The Disability Rights Convention, which entered into force in May 2008, is the first international human rights treaty specifically related to the rights of people with disabilities. By ratifying the treaty, countries pledge to uphold non-discrimination and other protections and to provide people with disabilities services they need to participate fully in society. The convention has been ratified by 96 countries as well as the European Union.
In addition to joining the Disability Rights Convention, the EU is in the process of joining the European Convention on Human Rights, administered by a separate intergovernmental organization, the Council of Europe.
Joining the Disability Rights Convention obliges EU institutions, including the European Commission, Parliament, Council, and Court of Justice, to uphold disability rights. But it does not automatically make the convention binding in individual EU member states. That requires separate ratification by each country.
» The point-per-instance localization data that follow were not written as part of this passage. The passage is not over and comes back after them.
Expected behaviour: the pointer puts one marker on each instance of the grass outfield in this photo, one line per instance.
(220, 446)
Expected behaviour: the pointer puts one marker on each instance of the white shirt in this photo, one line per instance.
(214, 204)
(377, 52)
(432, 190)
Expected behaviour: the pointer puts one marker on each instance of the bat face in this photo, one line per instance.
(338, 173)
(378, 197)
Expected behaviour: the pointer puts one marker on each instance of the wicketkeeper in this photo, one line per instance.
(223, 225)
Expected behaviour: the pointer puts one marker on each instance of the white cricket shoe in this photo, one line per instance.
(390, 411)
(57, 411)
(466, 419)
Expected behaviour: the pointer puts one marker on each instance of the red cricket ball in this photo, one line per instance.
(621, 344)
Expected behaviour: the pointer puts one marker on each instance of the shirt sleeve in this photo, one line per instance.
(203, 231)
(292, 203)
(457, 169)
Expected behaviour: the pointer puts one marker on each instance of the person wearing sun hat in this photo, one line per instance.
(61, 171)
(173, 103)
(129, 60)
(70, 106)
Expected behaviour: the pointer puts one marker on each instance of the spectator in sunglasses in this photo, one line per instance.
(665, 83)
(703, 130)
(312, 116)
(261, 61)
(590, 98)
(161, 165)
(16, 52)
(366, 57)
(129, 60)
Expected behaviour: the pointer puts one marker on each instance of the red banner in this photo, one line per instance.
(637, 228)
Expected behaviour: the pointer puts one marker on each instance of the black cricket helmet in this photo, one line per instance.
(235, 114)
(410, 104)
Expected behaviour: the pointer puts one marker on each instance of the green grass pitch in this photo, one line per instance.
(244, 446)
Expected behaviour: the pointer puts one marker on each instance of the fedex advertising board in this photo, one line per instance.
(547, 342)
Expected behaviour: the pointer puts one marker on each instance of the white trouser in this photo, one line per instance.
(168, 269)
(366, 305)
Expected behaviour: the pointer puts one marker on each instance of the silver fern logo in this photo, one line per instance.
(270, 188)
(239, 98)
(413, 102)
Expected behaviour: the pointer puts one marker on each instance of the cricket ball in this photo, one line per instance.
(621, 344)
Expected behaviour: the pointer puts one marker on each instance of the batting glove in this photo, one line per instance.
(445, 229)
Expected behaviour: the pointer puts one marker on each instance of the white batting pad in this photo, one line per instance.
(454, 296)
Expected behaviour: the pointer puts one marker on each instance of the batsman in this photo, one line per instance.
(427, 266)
Eleven of the 27 EU members have yet to ratify the convention, including Bulgaria, Cyprus, Estonia, Finland, Greece, Ireland, Luxembourg, Malta, the Netherlands, Poland, and Romania, although all have signed. Among European countries seeking EU membership, Bosnia and Herzegovina, Croatia, Montenegro, Serbia, and Turkey have ratified the convention, while Albania, the Former Yugoslav Republic of Macedonia, Iceland, and Kosovo have not.
Joining the convention is only one step towards securing the rights of persons with disabilities. Research by Human Rights Watch and European disability rights organizations has shown that people with disabilities throughout Europe, including those in countries that have joined the treaty, face a number of barriers to full realization of their rights.
"The EU should ensure that all member states join and implement the convention and set an example by fully respecting the rights of people with disabilities," Barriga said. "In its discussions with other countries, the EU needs to push for stronger legislation, better policies, and more inclusive programs."
The EU first committed to join the Disability Rights Convention by signing the treaty in March 2007. On December 2, 2010, the Council of the European Union, a body composed of representatives from each member state, removed the last legal barrier to joining the treaty by agreeing on a code of conduct that will regulate member state interaction with the European Commission concerning the Disability Rights Convention.